For this we'll provide a custom Mock for Project.tasks

graphql/mocks.ts
export const mocks: Mocks = {
  Project: {
    // ... other fields omitted for breveity
    tasks: () => {
      return utils.mockList(10).map((_, i) => ({ number: i + 1 }));
    },
  },
};

That's it! We now have a pretty realistic response:

The mock service now returns more realistic values
The mock service now returns more realistic values

# Customizing further

Is this response really realistic ? The answer is: it depends.

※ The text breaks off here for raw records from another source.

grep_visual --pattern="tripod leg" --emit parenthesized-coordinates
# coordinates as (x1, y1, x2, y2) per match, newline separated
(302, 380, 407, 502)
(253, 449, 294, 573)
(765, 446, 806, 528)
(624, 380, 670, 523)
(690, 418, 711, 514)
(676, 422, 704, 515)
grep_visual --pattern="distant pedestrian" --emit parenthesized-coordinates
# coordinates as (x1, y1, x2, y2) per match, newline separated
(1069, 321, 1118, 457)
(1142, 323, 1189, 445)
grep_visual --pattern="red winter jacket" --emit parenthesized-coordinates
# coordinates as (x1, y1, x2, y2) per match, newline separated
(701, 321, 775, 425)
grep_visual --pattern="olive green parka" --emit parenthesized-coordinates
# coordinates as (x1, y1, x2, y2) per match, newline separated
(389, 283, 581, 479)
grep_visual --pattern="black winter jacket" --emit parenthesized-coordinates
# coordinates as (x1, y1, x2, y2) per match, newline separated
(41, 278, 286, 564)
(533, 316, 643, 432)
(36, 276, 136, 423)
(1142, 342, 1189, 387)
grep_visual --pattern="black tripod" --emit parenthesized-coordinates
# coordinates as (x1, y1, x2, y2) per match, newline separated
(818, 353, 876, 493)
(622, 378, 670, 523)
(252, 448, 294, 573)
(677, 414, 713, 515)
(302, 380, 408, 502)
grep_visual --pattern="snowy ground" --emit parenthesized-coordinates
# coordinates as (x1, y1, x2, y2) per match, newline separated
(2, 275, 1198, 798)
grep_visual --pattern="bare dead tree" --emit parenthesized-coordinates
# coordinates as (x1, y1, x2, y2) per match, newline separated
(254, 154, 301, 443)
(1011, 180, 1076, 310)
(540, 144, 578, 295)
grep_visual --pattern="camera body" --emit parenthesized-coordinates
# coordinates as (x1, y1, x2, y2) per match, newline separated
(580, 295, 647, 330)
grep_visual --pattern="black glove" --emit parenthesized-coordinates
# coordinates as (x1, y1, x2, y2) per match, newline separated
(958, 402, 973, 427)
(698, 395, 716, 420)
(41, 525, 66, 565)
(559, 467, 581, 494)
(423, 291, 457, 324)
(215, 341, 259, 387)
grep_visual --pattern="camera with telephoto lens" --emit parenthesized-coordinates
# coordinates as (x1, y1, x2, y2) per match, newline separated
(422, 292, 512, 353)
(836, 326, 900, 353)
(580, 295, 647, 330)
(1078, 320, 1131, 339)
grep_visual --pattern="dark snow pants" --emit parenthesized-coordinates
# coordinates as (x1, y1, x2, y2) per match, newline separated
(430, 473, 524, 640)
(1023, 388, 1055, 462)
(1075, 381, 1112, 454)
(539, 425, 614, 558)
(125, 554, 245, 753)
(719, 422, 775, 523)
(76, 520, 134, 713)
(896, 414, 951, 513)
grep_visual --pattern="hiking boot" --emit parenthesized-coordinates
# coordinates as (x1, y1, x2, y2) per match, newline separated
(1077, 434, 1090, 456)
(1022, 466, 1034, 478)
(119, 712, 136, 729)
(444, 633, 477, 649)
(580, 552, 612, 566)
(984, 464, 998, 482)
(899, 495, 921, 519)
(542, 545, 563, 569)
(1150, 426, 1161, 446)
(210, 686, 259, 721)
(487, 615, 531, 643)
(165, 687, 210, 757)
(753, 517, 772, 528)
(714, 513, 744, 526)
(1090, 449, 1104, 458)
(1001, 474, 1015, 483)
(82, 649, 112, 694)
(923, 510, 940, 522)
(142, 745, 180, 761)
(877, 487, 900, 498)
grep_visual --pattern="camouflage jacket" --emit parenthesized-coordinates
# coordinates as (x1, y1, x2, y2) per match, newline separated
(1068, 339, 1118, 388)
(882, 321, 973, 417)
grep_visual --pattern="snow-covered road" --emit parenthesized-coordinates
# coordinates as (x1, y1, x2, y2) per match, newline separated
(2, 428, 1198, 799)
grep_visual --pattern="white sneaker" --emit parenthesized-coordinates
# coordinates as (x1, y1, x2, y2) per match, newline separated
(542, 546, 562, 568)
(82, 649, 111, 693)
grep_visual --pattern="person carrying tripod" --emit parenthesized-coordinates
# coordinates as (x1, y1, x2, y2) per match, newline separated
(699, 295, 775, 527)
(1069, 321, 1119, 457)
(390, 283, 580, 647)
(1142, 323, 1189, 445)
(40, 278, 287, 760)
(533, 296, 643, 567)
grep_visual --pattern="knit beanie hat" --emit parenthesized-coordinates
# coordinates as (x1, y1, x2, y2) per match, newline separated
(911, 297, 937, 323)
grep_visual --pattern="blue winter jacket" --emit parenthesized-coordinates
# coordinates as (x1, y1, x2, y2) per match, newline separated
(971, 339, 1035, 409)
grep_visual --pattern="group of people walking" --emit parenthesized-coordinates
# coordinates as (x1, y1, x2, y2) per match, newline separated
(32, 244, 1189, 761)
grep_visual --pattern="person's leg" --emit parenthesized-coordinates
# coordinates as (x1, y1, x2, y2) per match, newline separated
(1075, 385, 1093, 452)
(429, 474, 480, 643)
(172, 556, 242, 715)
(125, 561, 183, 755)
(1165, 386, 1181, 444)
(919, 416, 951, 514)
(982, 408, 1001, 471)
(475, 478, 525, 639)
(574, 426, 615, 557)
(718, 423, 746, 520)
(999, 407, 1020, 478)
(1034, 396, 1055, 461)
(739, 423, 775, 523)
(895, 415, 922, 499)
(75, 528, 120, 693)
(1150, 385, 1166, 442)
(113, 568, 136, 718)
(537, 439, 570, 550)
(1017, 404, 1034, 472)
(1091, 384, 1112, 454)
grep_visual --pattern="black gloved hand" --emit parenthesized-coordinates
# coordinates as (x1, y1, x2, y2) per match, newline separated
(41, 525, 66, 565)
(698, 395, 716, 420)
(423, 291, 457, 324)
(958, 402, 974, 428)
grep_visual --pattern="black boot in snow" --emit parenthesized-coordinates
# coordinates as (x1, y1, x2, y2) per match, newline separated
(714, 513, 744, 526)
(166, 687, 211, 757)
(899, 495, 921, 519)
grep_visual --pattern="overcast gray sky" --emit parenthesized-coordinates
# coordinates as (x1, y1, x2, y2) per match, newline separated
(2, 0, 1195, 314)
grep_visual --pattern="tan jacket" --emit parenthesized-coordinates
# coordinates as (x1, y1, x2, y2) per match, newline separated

Let's take the example of timeNeeded.

Originally, it's defined as a String. We might be mocking this for a simple frontend that will simply display that text, probably next to a cute "clock" icon. If the only thing our app does is displaying the string to a user, there is no real value in mocking it. Any string would do, functionally speaking.

Of course, your UI may look strange, but is it what you need to test ?

However, if your app is actually going to parse that string to extract the time, then you definitely need to mock it realistically, as a random string would break the parser.

It really depends on your requirements and preferences, but one rule must be kept in mind: never mock more than you need. Mocks and resolvers will require maintenance from time to time, keeping them lean will help in the long run.